Anayasa çizgisinin gerisine düşmesinin asıl nedeni budur. Demirel RTE Hükümeti millî tarihimizle, 27 Mayıs Anayasa’sıyla Anayasamız ile intibaksızlık halindedir. Bu durum Adalet Partisini AKP’yi, partizan bir yönetime ve giderek faşizme itelemektedir.
Partizanlık gayretleri bütün Devlet dairelerinde, sendikalarda, öğrenci derneklerinde, öğretmenler topluluğunda, esnaf derneklerinde kendisini şiddetle hissettirmektedir.
Halk çocuklarının bilinçlenmesini önlemek için Millî Eğitim Bakanlığı sistemli şekilde çalışmaktadır. Bakanlığın kilit noktalarına Atatürk düşmanlığı, devrim düşmanlığı ile tanınmış kimseler getirilmiştir. Bunlar öğretmenleri kendi tutucu ve çağ dışı zihniyetlerine göre derecelendirmektedir.
Atatürkçü devrimci, toplumcu öğretmenler, komünistlikle suçlanarak, ya Bakanlık emrine alınmakta, ya başka ödevlere nakledilmekte, ya da istifaya zorlanmaktadırlar. Türkiye Öğretmenler. Sendikası yönetici ve üyelerine sistemli şekilde baskı yapılmaktadır. Bu kuruluşun başına yeni seçilen bir öğretmen, Ankara'daki ödevinden alınarak Elâzığ'ın uzak bir köyüne atamıştır.
Millî Eğitim Bakanı, bu hukuk dışı işlemin nedenlerini açıklayabilir mi?

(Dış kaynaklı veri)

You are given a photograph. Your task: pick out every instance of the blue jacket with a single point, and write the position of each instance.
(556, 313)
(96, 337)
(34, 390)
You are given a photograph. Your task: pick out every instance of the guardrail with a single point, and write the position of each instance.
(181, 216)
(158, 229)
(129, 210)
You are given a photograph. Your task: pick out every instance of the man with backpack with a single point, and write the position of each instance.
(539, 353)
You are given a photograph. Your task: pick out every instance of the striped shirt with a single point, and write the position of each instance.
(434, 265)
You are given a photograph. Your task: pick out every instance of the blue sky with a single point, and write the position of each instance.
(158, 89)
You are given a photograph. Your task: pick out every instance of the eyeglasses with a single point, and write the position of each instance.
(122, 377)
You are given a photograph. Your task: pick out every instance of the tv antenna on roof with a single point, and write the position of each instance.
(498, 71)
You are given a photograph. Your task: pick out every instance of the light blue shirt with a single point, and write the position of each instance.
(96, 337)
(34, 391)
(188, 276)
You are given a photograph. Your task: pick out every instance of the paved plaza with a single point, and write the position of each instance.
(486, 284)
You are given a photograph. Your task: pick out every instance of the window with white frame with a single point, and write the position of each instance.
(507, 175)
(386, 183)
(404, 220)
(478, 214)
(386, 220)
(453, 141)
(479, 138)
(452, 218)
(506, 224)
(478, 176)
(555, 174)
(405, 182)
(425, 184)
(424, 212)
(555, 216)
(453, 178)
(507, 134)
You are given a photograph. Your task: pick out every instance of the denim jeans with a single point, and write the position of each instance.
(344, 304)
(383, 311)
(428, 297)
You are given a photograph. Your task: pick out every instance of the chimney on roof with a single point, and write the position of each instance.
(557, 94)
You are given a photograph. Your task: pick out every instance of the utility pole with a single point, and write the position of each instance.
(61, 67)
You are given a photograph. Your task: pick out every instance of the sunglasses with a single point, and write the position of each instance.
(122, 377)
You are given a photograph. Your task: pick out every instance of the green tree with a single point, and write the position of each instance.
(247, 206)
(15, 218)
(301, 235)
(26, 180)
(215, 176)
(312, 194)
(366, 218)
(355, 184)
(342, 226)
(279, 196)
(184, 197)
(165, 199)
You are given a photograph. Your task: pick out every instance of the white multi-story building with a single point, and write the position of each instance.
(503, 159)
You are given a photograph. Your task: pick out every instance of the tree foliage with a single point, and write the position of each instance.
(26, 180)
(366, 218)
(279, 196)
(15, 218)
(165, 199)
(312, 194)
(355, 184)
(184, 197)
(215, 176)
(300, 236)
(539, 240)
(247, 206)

Millî Eğitim Bakanlığı ırkçı, mukaddesatçı ve her türlü gerici ve tutucu yayınların âdeta dağıtım merkezi haline gelmiştir. Bu gibi yayınlar okullara, öğretmenlere gönderilmekte ve bunların okunması ve okutulması için okul yönetim kurulları, öğretmenler üzerine baskı yapılmakladır.
Devlet Tiyatrosunun oynayacağı eserler, çağdaş medeniyet zihniyetiyle çelişen bir şekilde sansür edilmektedir.
Öğrenci dernekleri, gençlik ve fikir kulüpleri, arasında ayrım yapılmakta, faşist komanda çömezlerinin yuvalandığı kuruluşlar Devlet Hazinesinden beslenmektedir.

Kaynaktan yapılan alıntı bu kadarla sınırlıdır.